A previously unknown mechanism involving the protein Scribble helps maintain polarity in cells, according to a Northwestern Medicine study published in the Journal of Biological Chemistry.

This new mechanism sheds light on the complex web of systems that keep cells pointing in the correct direction, according to Sergey Troyanovsky, PhD, professor of Dermatology, of Cell and Developmental Biology and senior author of the study.

“This is the architecture of the cell, like how individual buildings come together to form the whole city,” Troyanovsky said.

Cell polarity dictates an orientation for all cells, providing a matrix-like structure that makes up all tissue in the body. Apical and basal polarity define “up” and “down,” according to Troyanovsky.

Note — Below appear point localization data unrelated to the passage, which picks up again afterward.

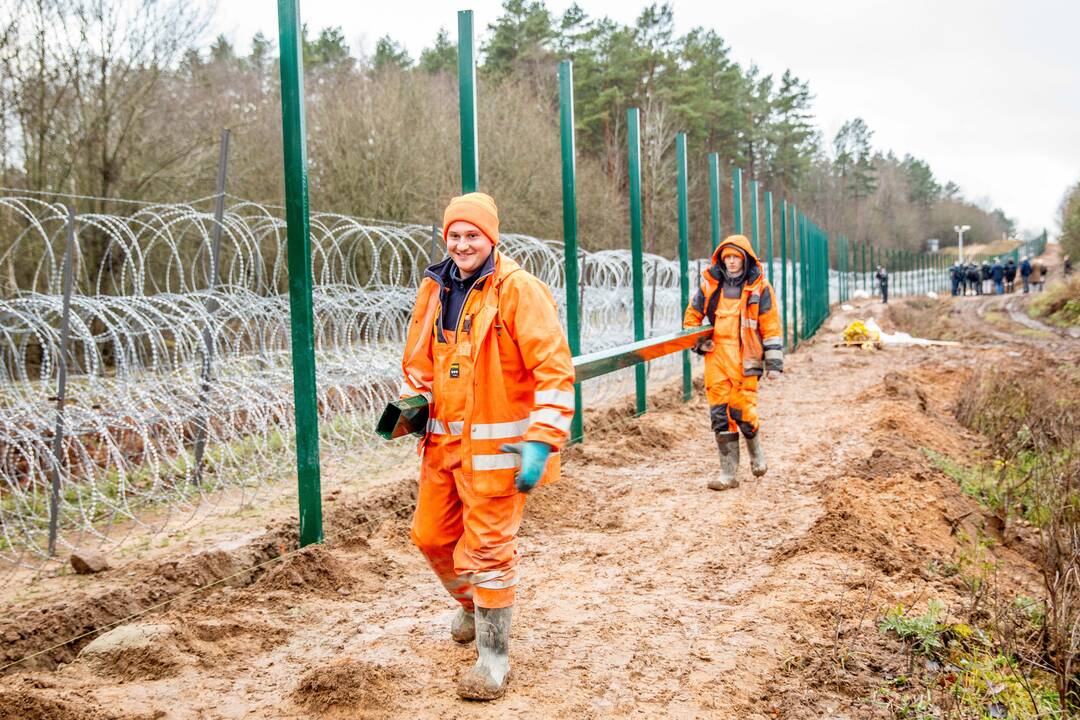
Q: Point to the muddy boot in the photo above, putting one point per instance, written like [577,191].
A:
[463,626]
[757,463]
[487,679]
[728,444]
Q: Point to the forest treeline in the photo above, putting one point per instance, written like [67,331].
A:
[120,98]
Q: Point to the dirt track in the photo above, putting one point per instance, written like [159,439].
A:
[644,593]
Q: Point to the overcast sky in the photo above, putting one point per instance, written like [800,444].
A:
[986,91]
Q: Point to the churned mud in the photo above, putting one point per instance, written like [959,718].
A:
[644,594]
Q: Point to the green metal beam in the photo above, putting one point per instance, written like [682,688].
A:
[634,151]
[409,416]
[594,365]
[298,232]
[684,250]
[467,103]
[570,231]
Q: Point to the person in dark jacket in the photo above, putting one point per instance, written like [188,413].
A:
[998,275]
[973,283]
[1010,275]
[1025,273]
[882,279]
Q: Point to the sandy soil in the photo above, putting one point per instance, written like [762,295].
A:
[644,593]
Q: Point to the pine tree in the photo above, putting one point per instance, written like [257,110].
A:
[390,54]
[442,56]
[522,34]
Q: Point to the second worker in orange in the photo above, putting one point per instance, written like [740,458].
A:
[746,343]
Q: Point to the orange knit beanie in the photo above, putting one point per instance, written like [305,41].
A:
[475,207]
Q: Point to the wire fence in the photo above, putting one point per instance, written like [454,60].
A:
[178,399]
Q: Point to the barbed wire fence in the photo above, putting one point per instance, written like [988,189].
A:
[178,398]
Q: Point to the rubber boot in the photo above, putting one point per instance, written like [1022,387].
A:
[757,462]
[487,678]
[463,626]
[728,444]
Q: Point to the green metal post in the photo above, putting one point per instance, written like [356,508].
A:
[301,315]
[570,231]
[714,200]
[634,165]
[795,276]
[873,270]
[754,222]
[864,266]
[841,266]
[737,199]
[467,103]
[768,230]
[783,269]
[684,250]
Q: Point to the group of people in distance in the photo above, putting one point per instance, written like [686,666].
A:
[997,277]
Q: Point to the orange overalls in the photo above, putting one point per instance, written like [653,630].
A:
[746,339]
[504,375]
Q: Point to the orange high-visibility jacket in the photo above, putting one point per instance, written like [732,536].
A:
[522,374]
[760,340]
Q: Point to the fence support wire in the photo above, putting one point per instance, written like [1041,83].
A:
[54,498]
[215,263]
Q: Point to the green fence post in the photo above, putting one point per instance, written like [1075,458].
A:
[796,274]
[634,147]
[737,200]
[873,270]
[802,274]
[301,315]
[570,232]
[684,250]
[864,265]
[768,230]
[783,270]
[714,200]
[754,220]
[467,103]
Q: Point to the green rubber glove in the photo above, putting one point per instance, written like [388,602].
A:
[534,459]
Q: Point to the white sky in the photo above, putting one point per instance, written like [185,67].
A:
[986,91]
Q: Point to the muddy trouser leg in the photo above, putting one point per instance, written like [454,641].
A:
[437,524]
[488,554]
[744,412]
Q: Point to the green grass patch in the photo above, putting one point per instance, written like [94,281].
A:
[966,674]
[1060,304]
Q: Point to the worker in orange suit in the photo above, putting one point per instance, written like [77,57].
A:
[486,348]
[746,342]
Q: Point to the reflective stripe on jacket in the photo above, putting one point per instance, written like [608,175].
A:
[514,379]
[760,340]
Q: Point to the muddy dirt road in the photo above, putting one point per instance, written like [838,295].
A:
[644,594]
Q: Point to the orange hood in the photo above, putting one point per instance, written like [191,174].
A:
[743,244]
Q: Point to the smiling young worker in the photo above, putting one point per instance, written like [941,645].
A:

“Cells need to know which side is the head and which side is the legs, so they are correctly oriented in tissue,” Troyanovsky said.

This polarity is maintained by certain proteins, which sit on the apical (top) or basal/lateral (bottom) cell membrane and signal to one another or to cell-cell junctions. However, exactly how these proteins regulate and communicate to one another was unknown.

In the current study, investigators examined the protein Scribble, a well-known protein involved in development of the lateral plasma membrane. About one-third of this protein is sufficient to maintain correct polarity of the cells, but the mechanism of this activity was unclear, Troyanovsky said.

Searching for this mechanism, the scientists measured the breadth of protein interactors on the cell membrane that are present in the functional Scribble and its mutant that is unable to maintain polarity. The difference in interactors between these two proteins is just five protein interactors, according to the study. One of these protein is the well-known protein phosphatase 1 (PP1).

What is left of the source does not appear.